Tenho a sorte e o privilégio de ter a minha avó viva, com um discernimento e uma presença de espirito de me fazer inveja a mim (refiro-me apenas à cronologia), a terra rodou à volta do Sol dela noventa e seis vezes, tem uma clarividência única e diz coisas que são proféticas.

Quando digo que tenho sorte, não é apenas por mim, é pelos meus filhos, que têm o prazer de disfrutar da sua presença, de a escutar, de a ouvir contar as suas vivências muitas delas doridas, difíceis, quase inultrapassáveis, que muitas vezes lhe vêm sobre a forma de lamúria ou queixume, para logo a seguir sentir que o interlocutor se perde no seu fado, e rematar então: – Nunca pensem que não são capazes, são sempre! – Tudo se aprende e aprende-se sempre! 

Há um ditado de que gosto muito, que diz no essencial qualquer coisa como: O Mestre chega quando o Aprendiz está pronto!

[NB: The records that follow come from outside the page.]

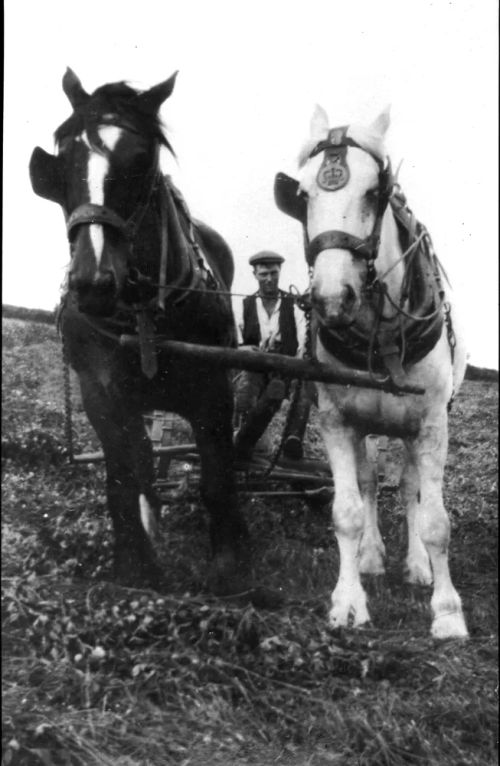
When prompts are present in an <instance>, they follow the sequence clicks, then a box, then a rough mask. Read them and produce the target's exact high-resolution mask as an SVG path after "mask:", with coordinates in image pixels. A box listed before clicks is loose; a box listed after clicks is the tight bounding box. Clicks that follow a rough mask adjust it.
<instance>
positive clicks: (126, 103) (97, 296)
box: [30, 69, 177, 316]
mask: <svg viewBox="0 0 500 766" xmlns="http://www.w3.org/2000/svg"><path fill="white" fill-rule="evenodd" d="M176 75H177V72H176V73H174V74H173V75H172V76H171V77H170V78H169V79H168V80H165V81H164V82H161V83H160V84H158V85H156V86H154V87H152V88H150V89H149V90H147V91H143V92H141V91H137V90H135V89H133V88H131V87H130V86H128V85H127V84H126V83H124V82H119V83H113V84H109V85H104V86H101V87H100V88H98V89H97V90H95V91H94V93H92V94H91V95H90V94H88V93H87V92H86V91H85V90H84V88H83V86H82V84H81V82H80V80H79V79H78V77H77V76H76V75H75V74H74V72H72V71H71V70H70V69H68V70H67V71H66V74H65V75H64V78H63V90H64V92H65V94H66V96H67V97H68V99H69V101H70V104H71V106H72V107H73V113H72V115H71V116H70V117H69V118H68V119H67V120H66V121H65V122H64V123H63V124H62V125H61V126H60V127H59V128H58V129H57V130H56V132H55V141H56V154H55V155H51V154H48V153H47V152H45V151H44V150H43V149H41V148H40V147H37V148H36V149H35V150H34V151H33V154H32V157H31V161H30V176H31V183H32V186H33V190H34V191H35V193H36V194H38V195H40V196H41V197H45V198H46V199H49V200H52V201H54V202H57V203H58V204H60V205H61V207H62V208H63V212H64V215H65V218H66V226H67V234H68V239H69V243H70V251H71V263H70V270H69V277H68V285H69V289H70V290H71V291H73V292H74V293H75V295H76V297H77V300H78V305H79V308H80V310H81V311H83V312H85V313H89V314H96V315H103V316H104V315H110V314H112V313H113V312H114V310H115V308H116V304H117V301H118V300H120V299H121V298H122V297H123V293H124V290H125V287H126V284H127V277H128V275H129V272H130V269H131V268H133V267H134V266H135V265H136V261H137V258H138V254H139V251H140V250H141V242H140V241H139V238H137V237H136V235H137V231H138V229H139V228H140V227H141V226H143V227H144V226H147V225H148V220H147V216H146V213H147V211H148V206H149V203H150V200H151V197H152V193H153V191H154V189H155V186H156V185H157V183H158V177H159V174H160V169H159V150H160V147H161V146H162V145H163V146H166V147H167V148H168V149H170V150H171V147H170V145H169V144H168V141H167V139H166V138H165V136H164V133H163V131H162V128H161V123H160V119H159V115H158V112H159V109H160V107H161V105H162V103H163V102H164V101H165V100H166V99H167V98H168V97H169V96H170V94H171V93H172V90H173V88H174V84H175V78H176ZM141 234H142V232H141ZM140 239H141V240H143V239H144V237H142V236H141V238H140Z"/></svg>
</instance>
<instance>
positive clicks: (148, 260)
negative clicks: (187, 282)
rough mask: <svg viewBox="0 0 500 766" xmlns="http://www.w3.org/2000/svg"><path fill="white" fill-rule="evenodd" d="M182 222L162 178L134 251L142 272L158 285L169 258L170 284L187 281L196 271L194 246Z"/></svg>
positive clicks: (185, 227) (153, 191) (172, 198)
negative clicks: (190, 274)
mask: <svg viewBox="0 0 500 766" xmlns="http://www.w3.org/2000/svg"><path fill="white" fill-rule="evenodd" d="M180 218H181V214H180V213H179V210H178V207H177V206H176V204H175V202H174V200H173V196H172V192H171V191H170V189H169V188H168V186H166V184H165V181H164V180H163V178H162V177H160V178H159V181H158V183H157V185H156V188H155V190H154V191H153V193H152V195H151V198H150V201H149V205H148V207H147V210H146V213H145V215H144V219H143V222H142V225H141V227H140V229H139V231H138V237H137V243H136V245H135V248H134V250H135V258H136V261H137V267H138V268H139V270H140V271H141V272H142V273H144V274H145V275H146V276H148V277H150V278H151V279H153V280H155V281H157V282H158V281H159V279H160V273H161V268H162V258H165V257H166V269H167V272H166V279H167V282H168V283H176V282H178V281H183V280H186V279H187V278H188V276H189V274H190V273H191V271H192V265H193V264H192V260H191V256H190V244H189V242H188V240H187V239H186V232H185V229H187V223H186V224H185V226H184V229H183V227H182V225H181V221H180Z"/></svg>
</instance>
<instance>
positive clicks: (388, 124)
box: [371, 104, 391, 136]
mask: <svg viewBox="0 0 500 766" xmlns="http://www.w3.org/2000/svg"><path fill="white" fill-rule="evenodd" d="M390 124H391V105H390V104H388V105H387V106H386V107H385V109H384V110H383V111H382V112H381V113H380V114H379V116H378V117H377V118H376V119H375V120H374V121H373V122H372V124H371V128H372V130H373V131H374V132H375V133H377V134H378V135H379V136H385V134H386V133H387V131H388V129H389V125H390Z"/></svg>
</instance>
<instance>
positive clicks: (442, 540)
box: [408, 411, 468, 638]
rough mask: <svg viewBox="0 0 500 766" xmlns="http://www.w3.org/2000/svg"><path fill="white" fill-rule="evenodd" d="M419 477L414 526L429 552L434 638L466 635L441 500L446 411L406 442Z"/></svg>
mask: <svg viewBox="0 0 500 766" xmlns="http://www.w3.org/2000/svg"><path fill="white" fill-rule="evenodd" d="M408 446H409V448H410V452H411V457H412V459H413V460H414V461H415V465H416V468H417V471H418V475H419V477H420V498H418V497H417V503H416V504H415V514H414V522H413V523H414V526H415V530H416V532H417V534H418V535H419V536H420V538H421V540H422V542H423V544H424V546H425V549H426V551H427V554H428V556H429V559H430V562H431V567H432V573H433V576H434V590H433V594H432V598H431V609H432V613H433V621H432V628H431V632H432V635H433V636H434V637H435V638H451V637H462V638H463V637H466V636H467V635H468V634H467V628H466V626H465V620H464V617H463V613H462V604H461V601H460V596H459V595H458V593H457V592H456V590H455V588H454V587H453V584H452V581H451V577H450V570H449V565H448V545H449V540H450V521H449V518H448V514H447V513H446V510H445V507H444V503H443V474H444V466H445V462H446V453H447V446H448V422H447V413H446V411H441V412H439V413H437V414H435V416H434V418H433V419H432V420H431V419H430V418H428V419H427V420H426V422H424V424H423V425H422V428H421V432H420V435H419V436H418V437H417V439H415V440H414V441H413V442H408Z"/></svg>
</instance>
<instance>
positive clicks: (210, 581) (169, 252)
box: [30, 69, 249, 593]
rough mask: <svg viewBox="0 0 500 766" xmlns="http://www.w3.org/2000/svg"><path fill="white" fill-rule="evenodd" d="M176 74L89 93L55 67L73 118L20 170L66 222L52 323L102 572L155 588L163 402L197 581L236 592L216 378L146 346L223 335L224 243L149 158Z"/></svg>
mask: <svg viewBox="0 0 500 766" xmlns="http://www.w3.org/2000/svg"><path fill="white" fill-rule="evenodd" d="M175 77H176V73H175V74H174V75H173V76H172V77H170V78H169V79H168V80H166V81H165V82H162V83H160V84H159V85H156V86H155V87H153V88H151V89H150V90H147V91H144V92H139V91H137V90H134V89H132V88H131V87H129V86H128V85H126V84H125V83H123V82H120V83H114V84H110V85H104V86H102V87H100V88H98V89H97V90H96V91H95V92H94V93H92V95H89V94H88V93H86V91H85V90H84V89H83V87H82V84H81V82H80V80H79V79H78V78H77V77H76V75H75V74H74V73H73V72H72V71H71V70H69V69H68V70H67V71H66V74H65V76H64V78H63V90H64V92H65V94H66V95H67V97H68V99H69V101H70V103H71V106H72V108H73V113H72V115H71V116H70V117H69V119H67V120H66V121H65V122H64V123H63V124H62V125H61V126H60V127H59V128H58V129H57V130H56V132H55V140H56V147H57V153H56V155H55V156H54V155H50V154H48V153H47V152H45V151H43V150H42V149H41V148H39V147H37V148H36V149H35V150H34V152H33V155H32V157H31V162H30V175H31V182H32V186H33V189H34V191H35V193H36V194H39V195H40V196H42V197H45V198H47V199H50V200H53V201H54V202H57V203H59V204H60V205H61V206H62V209H63V211H64V215H65V218H66V225H67V232H68V239H69V243H70V251H71V263H70V268H69V274H68V290H67V294H66V296H65V298H64V299H63V304H62V310H61V320H60V326H61V332H62V336H63V342H64V344H65V349H66V351H67V357H68V359H69V362H70V364H71V366H72V367H73V368H74V370H75V371H76V372H77V374H78V378H79V381H80V387H81V392H82V398H83V404H84V407H85V411H86V413H87V416H88V418H89V420H90V422H91V424H92V425H93V427H94V429H95V431H96V432H97V435H98V436H99V439H100V441H101V443H102V447H103V450H104V455H105V461H106V471H107V497H108V506H109V510H110V513H111V517H112V520H113V527H114V537H115V546H114V565H115V575H116V577H117V579H118V580H119V581H121V582H123V583H126V584H137V583H141V582H142V583H145V584H150V585H153V586H154V585H157V584H158V583H159V582H160V572H159V567H158V564H157V562H156V560H155V555H154V551H153V546H152V544H151V537H152V535H153V533H154V528H155V522H156V520H157V517H158V513H159V508H160V504H159V500H158V497H157V494H156V492H155V489H154V486H153V481H154V466H153V454H152V446H151V442H150V439H149V438H148V436H147V434H146V431H145V427H144V421H143V414H144V413H145V412H148V411H151V410H154V409H159V410H166V411H169V412H170V411H171V412H176V413H178V414H179V415H181V416H182V417H183V418H186V419H187V420H188V421H189V422H190V424H191V426H192V428H193V431H194V435H195V439H196V443H197V446H198V449H199V454H200V459H201V485H200V489H201V494H202V498H203V501H204V503H205V505H206V508H207V510H208V514H209V531H210V540H211V545H212V553H213V559H212V562H211V566H210V571H209V577H208V583H209V585H210V587H211V589H212V590H213V591H214V592H216V593H232V592H233V593H234V592H238V591H240V590H244V589H245V587H247V574H248V566H249V562H248V554H247V549H248V532H247V527H246V524H245V522H244V520H243V518H242V516H241V515H240V512H239V510H238V506H237V496H236V490H235V484H234V478H233V471H232V463H233V446H232V427H231V422H232V408H233V402H232V391H231V387H230V382H229V379H228V375H227V373H226V371H224V370H220V369H216V368H214V367H210V368H207V367H205V366H203V364H202V363H201V362H196V363H195V364H194V363H193V362H192V361H189V360H188V359H182V360H179V359H176V360H175V362H174V361H173V359H171V358H169V357H168V356H167V355H166V353H165V352H164V351H157V349H156V348H155V345H154V341H153V340H152V338H153V336H160V337H164V338H169V339H176V340H180V341H182V340H184V341H190V342H194V343H202V344H211V345H212V344H215V345H220V346H231V345H234V343H235V332H234V319H233V315H232V310H231V304H230V298H229V296H228V294H227V291H228V290H229V289H230V285H231V282H232V279H233V272H234V266H233V259H232V255H231V251H230V250H229V247H228V246H227V245H226V243H225V242H224V240H223V239H222V238H221V237H220V236H219V234H217V233H216V232H215V231H213V230H212V229H210V228H209V227H208V226H206V225H204V224H202V223H198V222H197V223H193V221H192V220H191V218H190V216H189V213H188V212H187V208H186V206H185V204H184V203H183V200H182V198H181V196H180V194H179V193H178V192H177V190H176V189H175V188H174V187H173V185H172V183H171V182H170V181H169V179H168V178H165V177H163V176H162V173H161V170H160V166H159V152H160V148H161V147H162V146H164V147H167V148H168V149H169V150H170V151H172V149H171V147H170V145H169V143H168V141H167V139H166V137H165V135H164V133H163V130H162V128H161V123H160V119H159V115H158V112H159V109H160V107H161V105H162V103H163V102H164V101H165V100H166V99H167V98H168V97H169V96H170V94H171V93H172V90H173V88H174V83H175ZM223 291H226V294H223ZM221 293H222V294H221ZM124 334H125V335H126V334H129V335H130V334H132V335H134V334H135V335H136V337H137V345H138V347H139V350H138V349H137V347H136V348H131V347H125V346H123V345H122V344H120V336H122V335H124Z"/></svg>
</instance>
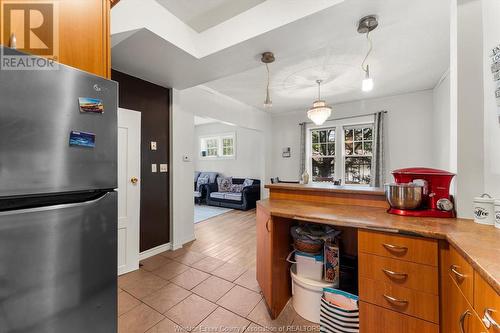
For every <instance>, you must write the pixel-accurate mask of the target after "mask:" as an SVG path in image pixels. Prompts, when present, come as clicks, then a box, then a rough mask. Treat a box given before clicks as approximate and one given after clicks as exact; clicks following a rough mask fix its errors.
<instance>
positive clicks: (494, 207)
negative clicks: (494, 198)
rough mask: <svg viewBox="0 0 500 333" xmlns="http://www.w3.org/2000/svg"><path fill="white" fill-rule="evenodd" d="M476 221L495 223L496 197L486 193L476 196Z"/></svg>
mask: <svg viewBox="0 0 500 333" xmlns="http://www.w3.org/2000/svg"><path fill="white" fill-rule="evenodd" d="M474 222H476V223H479V224H487V225H494V224H495V199H493V198H492V197H491V196H490V195H489V194H486V193H484V194H483V195H481V196H480V197H476V198H474Z"/></svg>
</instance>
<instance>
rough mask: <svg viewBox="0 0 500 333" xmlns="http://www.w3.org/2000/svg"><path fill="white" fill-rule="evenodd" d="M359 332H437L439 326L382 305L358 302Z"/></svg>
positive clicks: (392, 332) (405, 332)
mask: <svg viewBox="0 0 500 333" xmlns="http://www.w3.org/2000/svg"><path fill="white" fill-rule="evenodd" d="M359 331H360V332H361V333H416V332H418V333H439V326H438V325H436V324H433V323H429V322H427V321H425V320H421V319H417V318H414V317H410V316H407V315H404V314H401V313H398V312H394V311H391V310H387V309H384V308H382V307H379V306H376V305H373V304H369V303H365V302H362V301H361V302H359Z"/></svg>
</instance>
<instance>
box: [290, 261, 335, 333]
mask: <svg viewBox="0 0 500 333" xmlns="http://www.w3.org/2000/svg"><path fill="white" fill-rule="evenodd" d="M290 275H291V276H292V295H293V296H292V305H293V308H294V309H295V312H297V313H298V314H299V316H301V317H302V318H304V319H307V320H309V321H311V322H313V323H316V324H319V318H320V313H321V297H322V296H323V288H331V287H332V283H330V282H324V281H315V280H311V279H308V278H305V277H302V276H300V275H298V274H297V267H296V265H295V264H293V265H292V267H291V268H290Z"/></svg>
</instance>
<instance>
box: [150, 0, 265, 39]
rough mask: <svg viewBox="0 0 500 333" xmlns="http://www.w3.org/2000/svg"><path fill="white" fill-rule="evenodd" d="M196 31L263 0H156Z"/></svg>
mask: <svg viewBox="0 0 500 333" xmlns="http://www.w3.org/2000/svg"><path fill="white" fill-rule="evenodd" d="M156 1H157V2H158V3H159V4H160V5H162V6H163V7H165V8H166V9H167V10H168V11H170V12H171V13H172V14H174V15H175V16H177V17H178V18H179V19H181V20H182V21H183V22H184V23H186V24H187V25H189V26H190V27H191V28H193V29H194V30H196V31H197V32H202V31H205V30H207V29H209V28H211V27H213V26H216V25H218V24H219V23H222V22H224V21H226V20H228V19H230V18H231V17H234V16H236V15H238V14H241V13H242V12H244V11H247V10H248V9H250V8H252V7H255V6H256V5H258V4H260V3H262V2H264V1H265V0H156Z"/></svg>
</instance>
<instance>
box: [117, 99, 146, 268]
mask: <svg viewBox="0 0 500 333" xmlns="http://www.w3.org/2000/svg"><path fill="white" fill-rule="evenodd" d="M120 129H125V130H126V131H127V137H126V139H127V146H126V147H127V151H126V152H120V149H123V147H122V146H121V145H120V134H119V136H118V138H119V139H118V156H119V158H118V164H122V165H119V166H118V167H119V168H120V167H123V164H125V166H126V169H125V170H124V172H125V180H123V179H122V180H120V179H118V202H119V205H120V203H121V204H122V205H123V204H125V205H126V207H125V211H124V212H123V213H124V214H125V216H120V214H121V213H122V209H118V234H119V236H118V237H119V239H118V251H119V253H118V275H121V274H125V273H128V272H131V271H134V270H137V269H139V241H140V240H139V239H140V238H139V232H140V202H141V185H140V184H141V113H140V112H137V111H133V110H127V109H122V108H118V131H120ZM130 138H132V140H130ZM134 138H136V139H135V140H134ZM122 153H125V156H121V154H122ZM120 160H121V161H120ZM120 176H122V177H123V175H120V172H118V177H120ZM134 177H136V178H137V181H136V182H135V183H134V182H133V180H132V179H133V178H134ZM120 184H121V186H122V187H124V188H126V190H125V191H123V192H122V188H120ZM123 196H125V198H123ZM120 199H121V200H120ZM120 251H122V252H124V253H121V257H120ZM123 256H125V258H123ZM123 260H124V263H122V262H121V261H123Z"/></svg>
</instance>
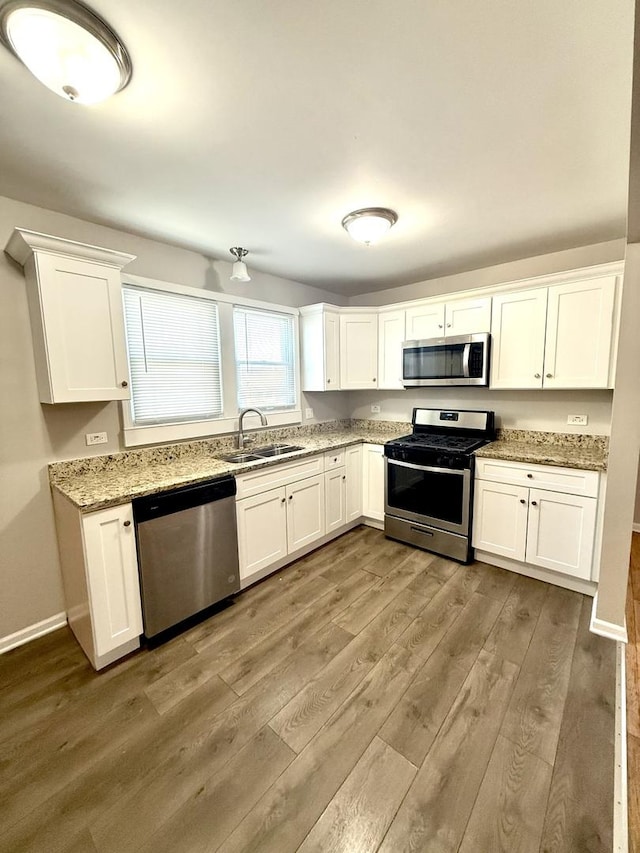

Entendo este ditado como a predisposição para aprender, explico-me melhor: o pendor da acção “aprender” está muito mais no aprendiz do que no mestre, não se aprende sempre que alguém nos quer ensinar, aprende-se quando temos essa predisposição, se concordarem ficam fora desta reflexão as aprendizagens baseadas no medo ou na repreensão, porque logo depois divago para outras reflexões caleidoscópicas, cheias de raios de luz, e penso que muitos dos momentos de aprendizagem ao longo da minha vida não ocorreram necessariamente em contextos formais, ocorreram sempre que alguém me expôs, ou já eu própria me expus a muitas situações diversas.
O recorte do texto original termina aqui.